Dejan Vasić is an art historian and curator of late modern and contemporary art and moving image media, specializing in conceptual art and the transnational avant-garde. Vasić has been a member of the International Association of Art Critics AICA since 2012, and he served on the Program Advisory Board of AICA-Serbia from 2020-2023. Vasić earned a BA and an MA from the University of Belgrade. He is currently a PhD candidate in the Department of Art and Art History at Stanford University.
Katie Anania is Associate Professor of Art History at the University of Nebraska-Lincoln and the author of Out of Paper: Drawing, Environment, and the Body in 1960s America (Yale, 2024). Her work draws upon environmental art history, feminism, and queer theory to articulate the ways in which ideas emerge from outside Western aesthetic canons. Anania earned a BA from the University of Nevada and a PhD from the University of Texas at Austin.
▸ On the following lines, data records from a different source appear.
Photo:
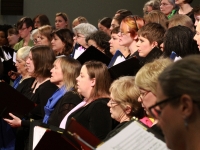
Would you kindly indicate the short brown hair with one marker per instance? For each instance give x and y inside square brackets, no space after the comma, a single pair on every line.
[66,37]
[153,32]
[99,71]
[71,70]
[25,20]
[180,19]
[134,24]
[156,16]
[124,92]
[43,58]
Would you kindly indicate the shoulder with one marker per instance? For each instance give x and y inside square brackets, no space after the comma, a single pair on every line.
[47,85]
[99,103]
[71,97]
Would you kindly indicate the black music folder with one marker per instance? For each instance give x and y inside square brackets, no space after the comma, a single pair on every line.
[11,101]
[86,139]
[128,67]
[91,53]
[44,136]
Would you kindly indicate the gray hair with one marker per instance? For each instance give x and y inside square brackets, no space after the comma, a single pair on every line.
[23,52]
[35,31]
[85,29]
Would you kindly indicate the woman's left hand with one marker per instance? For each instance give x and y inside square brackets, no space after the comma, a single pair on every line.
[15,122]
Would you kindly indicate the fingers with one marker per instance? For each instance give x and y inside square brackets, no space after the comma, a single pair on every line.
[13,116]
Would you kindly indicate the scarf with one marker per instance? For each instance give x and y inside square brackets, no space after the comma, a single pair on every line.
[52,101]
[16,82]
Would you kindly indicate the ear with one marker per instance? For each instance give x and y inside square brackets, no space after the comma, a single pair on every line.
[186,106]
[30,29]
[135,37]
[154,44]
[128,109]
[93,82]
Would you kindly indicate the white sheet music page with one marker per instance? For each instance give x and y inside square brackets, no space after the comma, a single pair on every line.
[78,52]
[37,135]
[133,137]
[14,57]
[119,60]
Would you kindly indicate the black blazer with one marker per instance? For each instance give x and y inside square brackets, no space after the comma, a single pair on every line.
[95,117]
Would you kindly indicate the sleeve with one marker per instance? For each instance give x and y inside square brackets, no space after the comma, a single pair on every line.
[100,122]
[43,95]
[67,104]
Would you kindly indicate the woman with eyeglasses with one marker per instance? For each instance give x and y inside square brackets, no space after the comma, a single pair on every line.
[128,36]
[123,104]
[39,63]
[100,40]
[93,84]
[146,80]
[178,104]
[168,7]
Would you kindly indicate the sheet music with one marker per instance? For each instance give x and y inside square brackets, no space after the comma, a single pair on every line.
[37,135]
[78,52]
[7,56]
[133,137]
[119,60]
[177,58]
[14,57]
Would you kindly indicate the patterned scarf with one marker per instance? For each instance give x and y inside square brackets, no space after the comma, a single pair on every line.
[52,101]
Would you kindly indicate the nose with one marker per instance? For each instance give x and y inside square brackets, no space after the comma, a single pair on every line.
[138,44]
[139,99]
[108,104]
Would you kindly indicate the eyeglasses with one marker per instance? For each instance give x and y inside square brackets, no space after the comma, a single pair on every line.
[143,94]
[113,103]
[123,33]
[22,29]
[155,110]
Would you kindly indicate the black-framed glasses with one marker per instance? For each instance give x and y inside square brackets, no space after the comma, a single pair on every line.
[113,103]
[156,109]
[123,33]
[135,17]
[143,94]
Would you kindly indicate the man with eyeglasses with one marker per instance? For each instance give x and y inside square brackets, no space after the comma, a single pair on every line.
[24,26]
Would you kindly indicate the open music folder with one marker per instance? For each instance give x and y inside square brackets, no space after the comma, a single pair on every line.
[135,136]
[11,101]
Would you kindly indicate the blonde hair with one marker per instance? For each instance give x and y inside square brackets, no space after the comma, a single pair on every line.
[23,52]
[125,92]
[147,76]
[183,20]
[70,69]
[46,31]
[65,17]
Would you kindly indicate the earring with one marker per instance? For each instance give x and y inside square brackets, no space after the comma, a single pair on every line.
[185,123]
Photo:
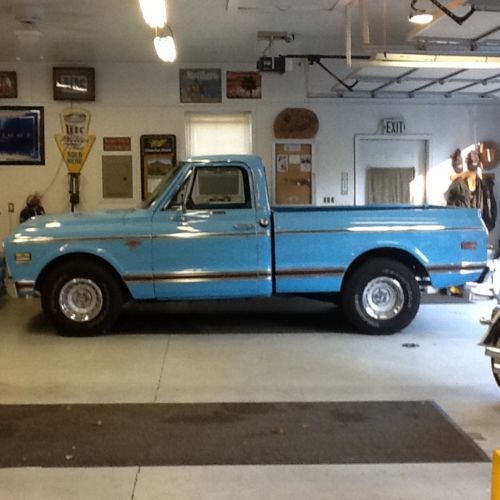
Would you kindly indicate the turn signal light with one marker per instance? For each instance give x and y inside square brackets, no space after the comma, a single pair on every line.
[469,245]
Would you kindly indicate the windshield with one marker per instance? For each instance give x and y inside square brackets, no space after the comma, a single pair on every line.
[152,199]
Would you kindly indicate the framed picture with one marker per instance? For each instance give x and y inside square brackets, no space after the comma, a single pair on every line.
[8,84]
[22,140]
[243,85]
[200,85]
[293,175]
[158,157]
[74,84]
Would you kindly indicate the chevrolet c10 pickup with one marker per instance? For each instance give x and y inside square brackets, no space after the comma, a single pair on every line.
[208,232]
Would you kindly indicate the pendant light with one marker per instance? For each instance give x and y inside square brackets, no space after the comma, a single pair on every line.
[165,47]
[154,12]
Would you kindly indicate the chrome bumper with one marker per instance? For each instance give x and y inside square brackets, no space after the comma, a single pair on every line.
[494,354]
[20,288]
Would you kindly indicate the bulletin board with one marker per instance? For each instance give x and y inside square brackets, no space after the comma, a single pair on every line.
[293,173]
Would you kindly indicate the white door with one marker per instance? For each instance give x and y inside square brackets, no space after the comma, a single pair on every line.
[392,152]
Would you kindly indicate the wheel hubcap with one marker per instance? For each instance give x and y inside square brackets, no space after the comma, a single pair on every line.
[383,298]
[80,300]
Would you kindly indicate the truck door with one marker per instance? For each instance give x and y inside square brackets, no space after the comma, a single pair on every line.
[207,241]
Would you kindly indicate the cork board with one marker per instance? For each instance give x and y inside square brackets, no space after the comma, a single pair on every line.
[293,173]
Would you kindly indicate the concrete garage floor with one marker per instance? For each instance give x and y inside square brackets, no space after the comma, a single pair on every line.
[279,350]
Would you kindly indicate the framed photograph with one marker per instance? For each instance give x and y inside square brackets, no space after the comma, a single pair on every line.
[22,140]
[8,84]
[243,85]
[74,84]
[158,157]
[200,85]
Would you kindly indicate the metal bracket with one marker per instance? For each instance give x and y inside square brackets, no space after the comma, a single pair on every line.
[458,19]
[316,59]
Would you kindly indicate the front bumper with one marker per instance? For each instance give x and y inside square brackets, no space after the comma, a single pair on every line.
[20,288]
[494,354]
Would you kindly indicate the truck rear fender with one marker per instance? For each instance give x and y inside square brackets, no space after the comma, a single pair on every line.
[80,257]
[402,256]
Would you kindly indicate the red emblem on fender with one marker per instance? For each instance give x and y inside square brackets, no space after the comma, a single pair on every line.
[132,244]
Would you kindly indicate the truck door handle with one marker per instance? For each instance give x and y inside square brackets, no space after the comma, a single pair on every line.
[244,227]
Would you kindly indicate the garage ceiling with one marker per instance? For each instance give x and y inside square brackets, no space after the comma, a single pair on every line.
[225,32]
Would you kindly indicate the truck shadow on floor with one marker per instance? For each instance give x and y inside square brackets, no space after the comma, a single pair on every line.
[274,315]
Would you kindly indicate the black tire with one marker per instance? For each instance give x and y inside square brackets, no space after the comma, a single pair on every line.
[381,296]
[81,299]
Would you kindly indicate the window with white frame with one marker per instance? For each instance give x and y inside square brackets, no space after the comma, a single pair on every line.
[210,134]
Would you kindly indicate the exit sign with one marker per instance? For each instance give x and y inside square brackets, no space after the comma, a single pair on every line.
[393,127]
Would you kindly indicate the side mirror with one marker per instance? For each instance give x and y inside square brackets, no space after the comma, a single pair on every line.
[183,202]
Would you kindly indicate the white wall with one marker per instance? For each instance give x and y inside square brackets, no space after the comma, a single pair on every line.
[136,99]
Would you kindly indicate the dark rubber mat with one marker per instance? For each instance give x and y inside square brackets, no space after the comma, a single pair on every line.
[231,434]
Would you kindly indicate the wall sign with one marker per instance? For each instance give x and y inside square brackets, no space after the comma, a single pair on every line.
[158,157]
[75,142]
[393,127]
[116,144]
[74,84]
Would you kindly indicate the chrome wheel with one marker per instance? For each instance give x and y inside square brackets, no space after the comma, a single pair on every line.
[383,298]
[80,300]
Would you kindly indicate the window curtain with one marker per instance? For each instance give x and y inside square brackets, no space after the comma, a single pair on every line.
[388,185]
[209,134]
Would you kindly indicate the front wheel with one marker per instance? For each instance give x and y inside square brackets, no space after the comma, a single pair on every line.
[381,296]
[81,299]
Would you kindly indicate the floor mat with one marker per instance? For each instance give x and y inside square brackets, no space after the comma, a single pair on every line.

See info and registration for the other "Celebrating Carolee Schneemann’s Archives at Stanford" events:
- Viewing of the Carolee Schneemann Diaries, Monday, 10/20 from 2:30 - 4 pm
- Keynote and Panel Discussion with Peggy Phelan and Kenneth White on Monday, 10/20 from 5 - 7:30 pm
- Screening of Three Films (Viet-Flakes, Fuses, and Plumb Line) on Tuesday, 10/21 from 5 - 6:30 pm
About Carolee Schneemann:
Carolee Schneemann (1939–2019) was one of the most influential artists of the second part of the twentieth century. Her pioneering work in a range of media—painting, film, video, dance and performance, installation, and the written word—is characterized by radical formal experimentation and critical investigations of subjectivity, the erotic and taboo, and the social construction of the female body.
Co-sponsored by Stanford University Libraries, the Carolee Schneemann Foundation, the Department of Art and Art History, the Department of Theater and Performance Studies, and the Department of Feminist, Gender, and Sexuality Studies.
Accessing the Carolee Schneemann Papers at Stanford:
Researchers can access the physical Carolee Schneemann Papers, including the diaries, in the Special Collections and University Archives reading room at Stanford’s Cecil H. Green Library. More information on how to place requests and access the reading room is on the Libraries’ website at library.stanford.edu under “Explore Collections.” Online public access to the digitized diaries is available via Searchworks, the Libraries’ catalog.